The leading theory for what a corona is starts with gas sliding into the black hole where it superheats to millions of degrees. At that temperature, electrons separate from atoms, creating a magnetized plasma. Caught up in the powerful spin of the black hole, the magnetic field arcs so high above the black hole, and twirls about itself so much, that it eventually breaks altogether - a situation so reminiscent of what happens around our own Sun that it borrowed the name "corona."
"This magnetic field getting tied up and then snapping close to the black hole heats everything around it and produces these high-energy electrons that then go on to produce the X-rays," said Wilkins.
Astronomers observed bright flares of X-ray emission, produced as gas falls into a supermassive black hole. The flares echo off of the gas falling into the black hole, and as the flares were subsiding, short flashes of X-rays were seen corresponding to the reflection of the flares from the far side of the disk, bent around the black hole by its strong gravitational field.
For this project, the researchers trained two space-based X-ray observatories, NASA's NuSTAR and the European Space Agency's XMM-Newton, on the galaxy known as I Zwicky 1. The two bright flares that they observed are only the second example of flares that can be associated with a corona being launched away from a black hole.
The team processed the observations with a new technique, which takes advantage of the fact that the immense gravity around the black hole shifts the wavelength of light. By accounting for that shift and the time delay between the initial flash and when it bounces off the spinning disk of superhot gas encircling the black hole - known as an accretion disk - the researchers were able to translate the X-rays into a map of the environment just outside the event horizon of the black hole.
Upon a closer look to investigate the origin of the flares, the researchers saw the series of smaller flashes. These, they determined, are the same X-ray flares but reflected from the back of the disk - a first glimpse at the far side of a black hole.
"Fifty years ago, when astrophysicists starting speculating about how the magnetic field might behave close to a black hole, they had no idea that one day we might have the techniques to observe this directly and see Einstein's general theory of relativity in action," said Roger Blandford, a co-author of the paper, who is the Luke Blossom Professor in the School of Humanities and Sciences and Stanford and SLAC professor of physics and particle physics.

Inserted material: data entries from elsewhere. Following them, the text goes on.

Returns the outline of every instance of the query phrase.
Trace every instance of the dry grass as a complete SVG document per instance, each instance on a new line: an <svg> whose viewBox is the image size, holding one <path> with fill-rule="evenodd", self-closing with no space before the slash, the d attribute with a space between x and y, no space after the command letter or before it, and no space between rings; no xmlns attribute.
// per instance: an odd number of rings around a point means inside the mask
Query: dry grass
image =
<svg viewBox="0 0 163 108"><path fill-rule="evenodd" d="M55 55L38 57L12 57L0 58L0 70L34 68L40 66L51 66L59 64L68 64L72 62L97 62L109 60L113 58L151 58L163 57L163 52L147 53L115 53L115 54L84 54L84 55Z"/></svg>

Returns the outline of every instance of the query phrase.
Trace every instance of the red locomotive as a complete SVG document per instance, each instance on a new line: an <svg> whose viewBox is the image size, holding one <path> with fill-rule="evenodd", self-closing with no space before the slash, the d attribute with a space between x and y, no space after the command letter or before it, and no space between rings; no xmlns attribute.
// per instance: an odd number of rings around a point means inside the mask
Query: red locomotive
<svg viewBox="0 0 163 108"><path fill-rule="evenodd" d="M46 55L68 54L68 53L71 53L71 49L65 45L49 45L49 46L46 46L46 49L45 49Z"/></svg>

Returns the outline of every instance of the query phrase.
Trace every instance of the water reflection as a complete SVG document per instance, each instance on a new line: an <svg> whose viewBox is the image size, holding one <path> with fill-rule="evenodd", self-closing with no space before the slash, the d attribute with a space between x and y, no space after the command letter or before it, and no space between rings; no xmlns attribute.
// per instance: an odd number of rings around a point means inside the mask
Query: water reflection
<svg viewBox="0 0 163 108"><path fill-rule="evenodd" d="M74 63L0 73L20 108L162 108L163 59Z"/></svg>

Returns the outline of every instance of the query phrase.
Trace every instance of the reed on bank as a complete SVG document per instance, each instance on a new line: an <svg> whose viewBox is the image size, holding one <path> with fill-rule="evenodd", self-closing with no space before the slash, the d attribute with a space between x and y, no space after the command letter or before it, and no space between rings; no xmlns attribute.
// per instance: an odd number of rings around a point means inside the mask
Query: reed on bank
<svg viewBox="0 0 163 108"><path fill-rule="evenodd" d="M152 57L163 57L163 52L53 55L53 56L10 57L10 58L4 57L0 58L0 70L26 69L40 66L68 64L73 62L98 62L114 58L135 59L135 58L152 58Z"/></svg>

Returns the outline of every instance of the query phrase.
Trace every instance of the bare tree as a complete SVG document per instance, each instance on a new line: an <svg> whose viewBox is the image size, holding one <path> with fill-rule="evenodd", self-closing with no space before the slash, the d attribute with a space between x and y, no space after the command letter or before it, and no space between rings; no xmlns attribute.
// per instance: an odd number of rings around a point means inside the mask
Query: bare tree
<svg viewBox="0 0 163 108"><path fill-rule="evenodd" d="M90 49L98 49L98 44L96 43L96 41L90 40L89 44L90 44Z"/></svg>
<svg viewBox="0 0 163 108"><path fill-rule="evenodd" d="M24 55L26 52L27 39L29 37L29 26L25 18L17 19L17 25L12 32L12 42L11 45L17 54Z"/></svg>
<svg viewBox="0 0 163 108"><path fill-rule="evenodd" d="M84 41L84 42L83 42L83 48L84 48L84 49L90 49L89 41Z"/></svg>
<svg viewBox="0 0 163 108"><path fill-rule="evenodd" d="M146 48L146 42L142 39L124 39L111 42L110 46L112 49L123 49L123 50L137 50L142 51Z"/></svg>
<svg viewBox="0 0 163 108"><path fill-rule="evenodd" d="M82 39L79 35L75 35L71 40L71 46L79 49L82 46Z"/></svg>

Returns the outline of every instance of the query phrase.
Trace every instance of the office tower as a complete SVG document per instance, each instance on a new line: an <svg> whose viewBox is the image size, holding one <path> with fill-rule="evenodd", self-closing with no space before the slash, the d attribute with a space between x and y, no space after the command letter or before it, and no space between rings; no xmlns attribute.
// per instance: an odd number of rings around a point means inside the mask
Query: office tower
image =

"It's a delight to see the galaxy I Zwicky 1, my old friend from graduate school, still illuminating new aspects of cosmic black-hole feeding and growth," said Brandt.
In addition to Brandt, Wilkins, and Blandford, the research team includes Luigi Gallo at Saint Mary's University in Canada and Elisa Costantini at the Netherlands Institute for Space Research (SRON).
This work was supported by the NASA NuSTAR and XMM-Newton Guest Observer programs, a Kavli Fellowship at Stanford University, and the Verne M. Willaman Endowment at Penn State.